B.    Consider the following two Huffman decoding tress for a variable-length code involving 5 symbols: A, B, C, D and E.
Using Tree #1, decode the following encoded message: "01000111101".
To decode the message, start at the root of the tree and consume digits as you traverse down the tree, stopping when you reach a leaf node. Repeat until all the digits have been processed. Processing the encoded message from left-to-right:
"0" => A
"100" => B
"0" => A
"111" => E
"101" => C
C.    Suppose we were encoding messages that the following probabilities for each of the 5 symbols:
p(A) = 0.5
p(B) = p(C) = p(D) = p(E) = 0.125
Which of the two encodings above (Tree #1 or Tree #2) would yield the shortest encoded messages averaged over many messages?
Using Tree #1, the expected length of the encoding for one symbol is:
1*p(A) + 3*p(B) + 3*p(C) + 3*p(D) + 3*p(E) = 2.0
Using Tree #2, the expected length of the encoding for one symbol is:
2*p(A) + 2*p(B) + 2*p(C) + 3*p(D) + 3*p(E) = 2.25
So using the encoding represented by Tree #1 would yield shorter messages on the average.
D.   Using the probabilities for A, B, C, D and E given above, construct a variable-length binary decoding tree using a simple greedy algorithm as follows:
1.     Begin with the set S of symbols to be encoded as binary strings, together with the probability P(x) for each symbol x. The probabilities sum to 1, and measure the frequencies with which each symbol appears in the input stream. In the example from lecture, the initial set S contains the four symbols and associated probabilities in the above table.
2.     Repeat the following steps until there is only 1 symbol left in S:
A.   Choose the two members of S having lowest probabilities. Choose arbitrarily to resolve ties. In the example aove, D and E might be the first nodes chosen.
B.    Remove the selected symbols from S, and create a new node of the decoding tree whose children (sub-nodes) are the symbols you've removed. Label the left branch with a "0", and the right branch with a "1". In the first iteration of the example above, the bottom-most internal node (leading to D and E) would be created.
C.    Add to S a new symbol (e.g., "DE" in our example) that represents this new node. Assign this new symbol a probability equal to the sum of the probabilities of the two nodes it replaces.
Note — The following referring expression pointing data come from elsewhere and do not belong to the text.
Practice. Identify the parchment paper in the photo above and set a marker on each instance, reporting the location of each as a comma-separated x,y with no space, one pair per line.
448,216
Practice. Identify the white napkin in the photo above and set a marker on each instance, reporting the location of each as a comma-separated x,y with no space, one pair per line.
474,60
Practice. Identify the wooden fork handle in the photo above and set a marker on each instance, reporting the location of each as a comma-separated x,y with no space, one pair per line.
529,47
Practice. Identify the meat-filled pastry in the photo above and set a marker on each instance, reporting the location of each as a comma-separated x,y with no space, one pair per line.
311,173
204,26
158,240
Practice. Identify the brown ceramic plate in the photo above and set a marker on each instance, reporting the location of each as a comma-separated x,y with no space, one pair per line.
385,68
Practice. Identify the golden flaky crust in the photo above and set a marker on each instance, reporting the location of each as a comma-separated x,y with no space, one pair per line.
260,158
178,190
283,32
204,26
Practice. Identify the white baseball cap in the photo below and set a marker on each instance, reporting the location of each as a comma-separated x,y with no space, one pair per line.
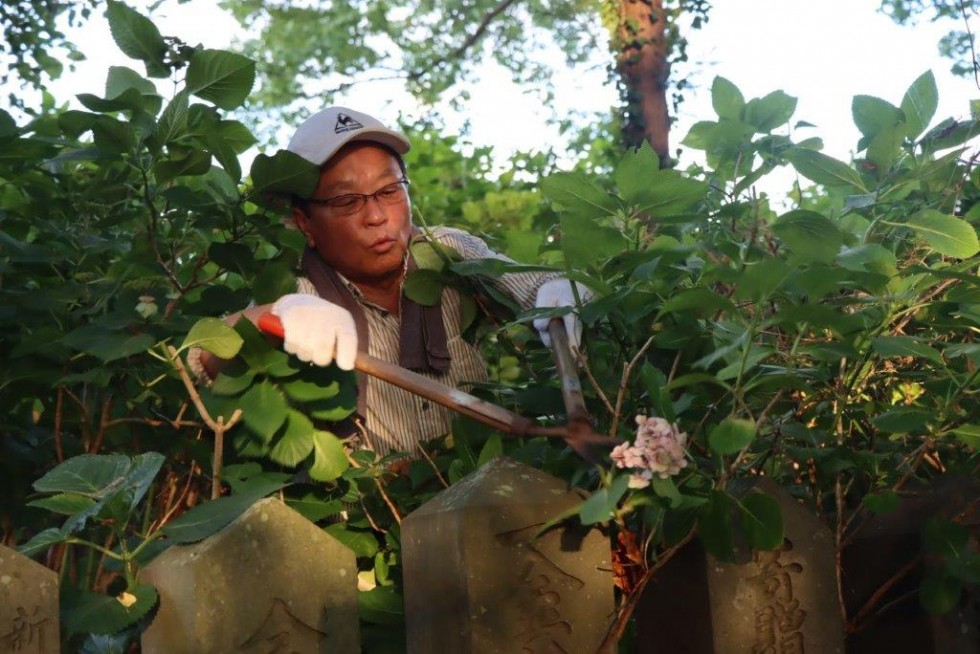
325,132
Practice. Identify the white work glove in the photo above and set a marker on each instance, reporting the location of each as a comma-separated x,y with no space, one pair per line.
316,330
558,293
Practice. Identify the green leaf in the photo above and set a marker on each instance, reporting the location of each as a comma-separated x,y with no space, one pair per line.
296,443
121,79
137,37
944,537
659,193
902,420
809,235
381,605
702,299
273,281
210,517
881,502
107,345
948,235
301,390
362,543
329,459
492,448
873,115
819,168
172,124
940,593
93,475
64,503
264,410
762,521
769,112
282,175
667,489
726,99
600,505
731,436
905,346
919,103
235,257
42,541
214,336
716,526
578,195
229,384
585,241
424,287
192,163
221,77
314,508
969,434
83,611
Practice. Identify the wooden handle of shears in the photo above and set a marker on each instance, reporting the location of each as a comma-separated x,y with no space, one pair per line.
459,401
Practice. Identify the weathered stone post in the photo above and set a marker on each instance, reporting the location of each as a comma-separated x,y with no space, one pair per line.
271,581
28,605
783,601
477,581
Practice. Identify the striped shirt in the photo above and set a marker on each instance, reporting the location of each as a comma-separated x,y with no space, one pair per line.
396,419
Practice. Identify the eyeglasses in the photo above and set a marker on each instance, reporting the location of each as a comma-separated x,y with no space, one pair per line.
351,203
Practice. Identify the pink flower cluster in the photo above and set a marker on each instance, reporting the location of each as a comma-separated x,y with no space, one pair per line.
658,449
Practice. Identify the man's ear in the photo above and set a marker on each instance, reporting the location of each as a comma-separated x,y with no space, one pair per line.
302,222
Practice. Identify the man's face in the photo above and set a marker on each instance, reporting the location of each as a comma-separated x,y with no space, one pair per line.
369,245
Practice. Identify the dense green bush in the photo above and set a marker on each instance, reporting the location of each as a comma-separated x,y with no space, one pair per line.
830,346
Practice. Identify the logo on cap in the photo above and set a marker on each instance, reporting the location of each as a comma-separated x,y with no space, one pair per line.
346,124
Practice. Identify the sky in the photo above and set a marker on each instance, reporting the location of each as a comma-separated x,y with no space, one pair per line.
822,52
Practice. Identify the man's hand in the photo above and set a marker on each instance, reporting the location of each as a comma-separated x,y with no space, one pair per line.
316,330
558,293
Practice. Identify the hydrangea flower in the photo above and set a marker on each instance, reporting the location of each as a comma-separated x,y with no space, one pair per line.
657,450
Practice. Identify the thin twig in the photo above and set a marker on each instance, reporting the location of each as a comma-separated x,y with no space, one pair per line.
219,426
584,363
381,489
618,627
59,448
855,625
103,426
621,394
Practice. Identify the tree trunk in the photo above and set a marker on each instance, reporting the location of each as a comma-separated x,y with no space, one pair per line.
641,52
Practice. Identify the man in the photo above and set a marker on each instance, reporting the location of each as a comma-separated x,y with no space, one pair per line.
358,228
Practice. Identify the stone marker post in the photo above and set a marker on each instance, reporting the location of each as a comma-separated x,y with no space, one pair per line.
884,565
28,605
778,602
476,581
270,582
S = {A/0.5 B/0.125 C/0.125 D/0.125 E/0.125}
arbitrarily choose D & E
encoding: "0" => D, "1" => E
S = {A/0.5 B/0.125 C/0.125 DE/0.25}
choose B & C
encoding: "0" => B, "1" => C
S = {A/0.5 BC/0.25 DE/0.25}
choose BC & DE
encoding: "00" => B, "01" => C, "10" => D, "11" => E
S = {A/0.5 BCDE/0.5}
choose A & BCDE
encoding: "0" => A, "100" => B, "101" => C, "110" => D, "111" => E
S = {ABCDE/1.0}
This Tree #1 shown in the diagram above. The choice of D & E as the first symbols to combine was arbitrary -- we could have chosen any two symbols from B, C, D and E. So there are many equally plausible encodings that might emerge from this algorithm, corresponding the interchanging B, C, D and E at the leaves of the tree.
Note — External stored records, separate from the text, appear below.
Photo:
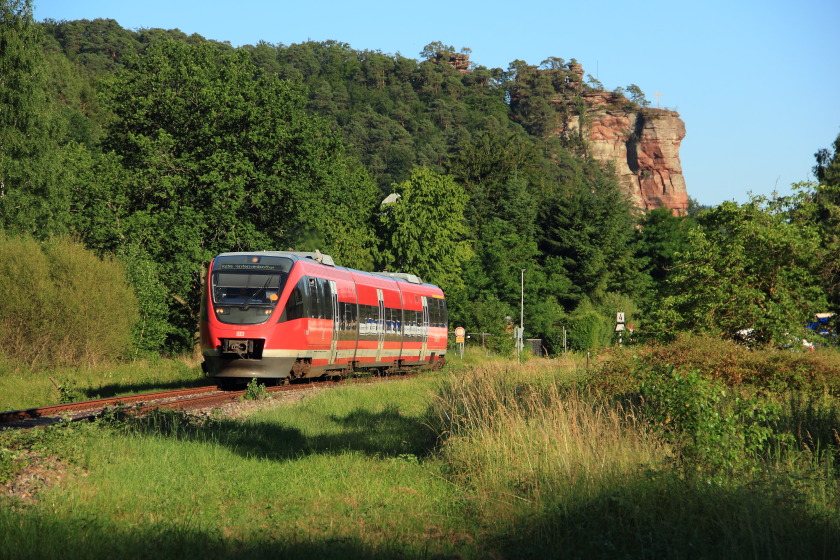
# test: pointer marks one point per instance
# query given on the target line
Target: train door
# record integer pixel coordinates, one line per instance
(380, 325)
(336, 315)
(425, 329)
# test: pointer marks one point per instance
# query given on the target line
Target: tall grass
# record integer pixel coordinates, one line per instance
(520, 439)
(551, 470)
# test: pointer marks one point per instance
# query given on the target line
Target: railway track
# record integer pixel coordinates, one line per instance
(180, 399)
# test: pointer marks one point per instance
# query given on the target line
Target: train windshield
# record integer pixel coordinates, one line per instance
(246, 288)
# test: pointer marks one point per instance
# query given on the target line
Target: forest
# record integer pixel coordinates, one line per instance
(129, 158)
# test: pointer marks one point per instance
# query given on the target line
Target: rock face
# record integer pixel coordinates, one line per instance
(642, 144)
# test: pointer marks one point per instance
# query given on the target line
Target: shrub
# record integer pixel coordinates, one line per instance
(62, 305)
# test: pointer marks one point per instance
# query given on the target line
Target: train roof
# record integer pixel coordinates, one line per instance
(316, 256)
(327, 260)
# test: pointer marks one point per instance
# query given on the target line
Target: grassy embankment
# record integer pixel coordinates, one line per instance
(630, 459)
(26, 387)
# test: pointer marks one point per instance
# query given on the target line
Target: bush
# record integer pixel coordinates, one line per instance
(62, 305)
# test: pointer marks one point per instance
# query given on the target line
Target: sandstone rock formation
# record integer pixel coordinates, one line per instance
(642, 144)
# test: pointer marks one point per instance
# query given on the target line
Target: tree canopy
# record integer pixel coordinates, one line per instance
(163, 149)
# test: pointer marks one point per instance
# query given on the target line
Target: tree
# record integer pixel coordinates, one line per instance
(750, 270)
(423, 232)
(637, 95)
(660, 237)
(32, 197)
(586, 236)
(221, 156)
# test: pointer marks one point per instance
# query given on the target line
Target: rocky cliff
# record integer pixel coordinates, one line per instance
(643, 145)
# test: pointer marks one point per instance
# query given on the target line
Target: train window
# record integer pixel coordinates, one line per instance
(246, 288)
(325, 291)
(296, 307)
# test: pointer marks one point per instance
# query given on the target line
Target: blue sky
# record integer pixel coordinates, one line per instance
(756, 82)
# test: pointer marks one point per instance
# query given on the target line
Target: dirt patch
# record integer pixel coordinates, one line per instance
(37, 473)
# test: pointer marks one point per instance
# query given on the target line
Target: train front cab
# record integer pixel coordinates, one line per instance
(325, 320)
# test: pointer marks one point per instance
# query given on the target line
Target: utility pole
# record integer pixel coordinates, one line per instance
(520, 340)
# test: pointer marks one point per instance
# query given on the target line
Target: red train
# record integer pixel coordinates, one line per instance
(286, 315)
E.    Huffman coding is used to compactly encode the species of fish tagged by a game warden. If 50% of the fish are bass and the rest are evenly distributed among 15 other species, how many bits would be used to encode the species of a bass?
1 bit, using the algorithm described above.
F.     Consider the sum of two six-sided dice. Even when the dice are "fair" the amount information conveyed by a single sum depends on what the sum is since some sums are more likely than others, as shown in the following figure:
What is the average number of bits of information provided by the sum of 2 dice? Suppose we want to transmit the sums resulting from rolling the dice 1000 times. How many bits should we expect that transmission to take?